PAR CES MOTIFS Statuant publiquement par jugement mis à disposition au greffe, contradictoire et en premier ressort, DÉCLARE la SA BNP PARIBAS PERSONAL FINANCE recevable en son action en paiement ; CONDAMNE M. [K] [C] à payer à la SA BNP PARIBAS PERSONAL FINANCE la somme de 14.465,22 euros avec intérêts au taux de 6,10% à compter du 15 avril 2024 et la somme de 140 euros au titre de l’indemnité réduite ; ACCORDE à M. [K] [C] des délais de paiement sous forme d’un report du paiement de la dette durant 9 mois ; DIT que les sommes dues porteront intérêt au taux légal à compter du jugement pendant le durée du report ; DÉBOUTE la SA BNP PARIBAS PERSONAL FINANCE en ses demandes autres, plus amples ou contraires ; CONDAMNE M. [K] [C] aux dépens ; DÉBOUTE la SA BNP PARIBAS PERSONAL FINANCE de sa demande formée du chef de l'article 700 du Code de Procédure Civile; CONSTATE l’exécution provisoire de droit de la décision. Ainsi mis à disposition au greffe les jour, mois et an susdits. LA GREFFIÈRE LA VICE PRÉSIDENTE chargée des contentieux de la protection

Questions fréquentes

Qu'est-ce qu'un prêt personnel ?
Un prêt personnel est un crédit accordé à un particulier pour financer des projets personnels, remboursable par mensualités.
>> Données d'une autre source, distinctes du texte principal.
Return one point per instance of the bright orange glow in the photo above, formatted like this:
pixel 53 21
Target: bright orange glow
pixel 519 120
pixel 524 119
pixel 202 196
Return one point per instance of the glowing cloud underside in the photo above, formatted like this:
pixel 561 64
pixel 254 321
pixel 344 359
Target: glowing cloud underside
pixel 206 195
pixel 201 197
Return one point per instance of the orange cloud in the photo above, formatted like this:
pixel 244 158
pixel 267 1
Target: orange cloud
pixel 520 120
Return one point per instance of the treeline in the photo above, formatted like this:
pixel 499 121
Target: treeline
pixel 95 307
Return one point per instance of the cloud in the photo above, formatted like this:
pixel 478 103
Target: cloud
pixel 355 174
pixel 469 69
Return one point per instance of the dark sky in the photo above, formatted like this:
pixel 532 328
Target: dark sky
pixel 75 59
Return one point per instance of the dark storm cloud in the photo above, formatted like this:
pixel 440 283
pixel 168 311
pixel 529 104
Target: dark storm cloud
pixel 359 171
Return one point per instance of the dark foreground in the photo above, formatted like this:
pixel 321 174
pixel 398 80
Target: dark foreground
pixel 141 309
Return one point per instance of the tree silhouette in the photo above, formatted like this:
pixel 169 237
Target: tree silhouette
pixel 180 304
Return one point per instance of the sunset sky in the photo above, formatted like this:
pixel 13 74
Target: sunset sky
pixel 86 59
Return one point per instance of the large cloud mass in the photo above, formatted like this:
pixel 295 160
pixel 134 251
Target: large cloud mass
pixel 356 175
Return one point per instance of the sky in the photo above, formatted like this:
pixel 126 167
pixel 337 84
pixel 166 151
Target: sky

Quels sont mes droits si je ne peux pas rembourser mon prêt ?
Vous pouvez demander un délai de paiement ou un rééchelonnement de votre dette en cas de difficultés financières.
Comment contester une créance de ma banque ?
Vous devez prouver que la créance est abusive ou que les conditions du contrat n'ont pas été respectées.
Qu'est-ce qu'une clause abusive ?
C'est une disposition dans un contrat qui crée un déséquilibre significatif entre les droits et obligations des parties.
Comment fonctionne le report de paiement d'une dette ?
Le report de paiement permet de différer le remboursement d'une dette pour une période déterminée, souvent en raison de difficultés financières.